The state of France at that time was curious, and worthy of a short description. It shall be very short, reader, for I am aware how tiresome such details are to three classes of people,—to those who know every thing, to those who know nothing, and to those who want to "get on with the story." But it will save us a world of trouble hereafter, and spare us the use of that bad beast, Explanation, which is always trotting with the wrong leg foremost.

In England, the Wars of the Roses, the salutary severity of that great king, Richard the Third, the avarice of his successor, the tyranny of the eighth Henry and his two daughters, had swept away the exorbitant power and privileges which the feudal system had conferred upon the high nobility. But in France not even the wise rigor of some of her kings—not even the sanguinary struggles of the League—had effected nearly so much. Indeed, the termination of the wars of the League had wellnigh undone what had previously been accomplished toward restricting the inordinate independence of the nobles; for Henry IV., after having conquered his enemies, was obliged to buy them, and to make concessions which would have rendered the sceptre powerless in any hand less mighty than his own.

When the knife of Ravaillac placed Louis XIII. on the throne of France, troubles of various kinds succeeded, which not only weakened the royal authority but impoverished the kingdom; and at the moment when the Cardinal de Richelieu laid his strong hand upon the reins of government, the weak monarch, feeling his own incompetence, had fallen almost into a state of despair from the troubles and dangers around him. But the words of an author who wrote while despotism still existed theoretically in France will give us a good picture of the ideas of the day, though we may not coincide with him in his conclusions.

"Louis," says the writer of whom I speak, "to excuse the timidity of his council, did not fail to repeat the statements made to him every day about the weakness of his kingdom, and to assert that by a firmer course he would run the risk of bringing wars upon his hands which he could not support. The prelate [Richelieu] overthrew all these objections, by showing the young monarch the resources of France,—her immense population, the bravery of her inhabitants, the fertility of her soil, the abundance and variety of her productions, her beautiful forests, her quarries, the riches of her mines,—above all, her wine and her salt, gifts of Nature which other nations are obliged to come to her and ask for; her rivers almost all navigable, so favorable to internal commerce; her happy position between two seas, favorable to external; the strength of her frontiers, defended by rivers and mountains, natural ramparts, or by cities which a little art would render impregnable; in fine, the very constitution of her government, which gave to a single man the power to put all these resources in action by one word and in one instant.

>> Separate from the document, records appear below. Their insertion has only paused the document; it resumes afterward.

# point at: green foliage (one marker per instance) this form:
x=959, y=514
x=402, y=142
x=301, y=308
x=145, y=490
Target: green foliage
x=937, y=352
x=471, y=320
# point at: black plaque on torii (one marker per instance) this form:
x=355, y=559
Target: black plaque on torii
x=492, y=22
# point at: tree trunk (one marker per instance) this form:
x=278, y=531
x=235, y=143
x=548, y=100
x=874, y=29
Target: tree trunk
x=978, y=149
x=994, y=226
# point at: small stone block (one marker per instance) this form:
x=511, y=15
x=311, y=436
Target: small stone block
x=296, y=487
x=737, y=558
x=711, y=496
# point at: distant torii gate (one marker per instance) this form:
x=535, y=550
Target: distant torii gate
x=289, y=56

"Richelieu then proceeded to assert that the principal cause of the depression of France amongst the nations was that she tolerated various religions in her bosom, and doubtless he had determined to root out that evil; but there was another which he clearly saw, but concealed from the king, and against which he afterward waged a continual war, by art, by arms, and by the axe: this was the independent power of the nobles, which, in fact, gave all its strength to religious faction."

In that day, every high noble had his city or his castle, which he did not scruple, on slight pretexts, to garrison against his sovereign, and very often resisted the royal troops with so much success as to force the monarch to purchase his submission. Such was the case, but two or three years before the time of which I write, with the Marquis de la Force at Montauban; such the case with the Count de Coligni at Aïgues Mortes. A marshal's baton, a large sum of money, the government of a province, the revenues of an abbey, were the reward of acts which Richelieu resolved should in future be rewarded by exile or the axe.

A report of the surprise of one of these feudal fortresses at this very period gives a vivid picture not only of the state of France in a time of profound peace, but of the strength of the castle itself. "They [the citizens of Château Renard]," says Monsieur de Fougeret, in his Relation, "obtained possession with the armed hand on the 27th May, 1621, at four o'clock in the afternoon, of the fortress called the Castellet, which commanded their town, and in which the lords of Chatillon had kept a garrison for the last twenty-five years. The walls were four toises and a half in thickness; and there were within many chambers, casemates, prisons, dungeons, cellars, a well, ovens, hand-mills, battering-pieces, falconets, powder, ammunition of every kind, and a private subterranean passage to come and go under cover all about the said fortress, all terraced within."

Instead of attempting to remedy this state of things, Louis had recognised and acted upon the system which he had found in existence, and about this time, in the case of Richelieu himself, not only permitted him to maintain a guard of musketeers, but gave him the town of Brouage "as a place of surety."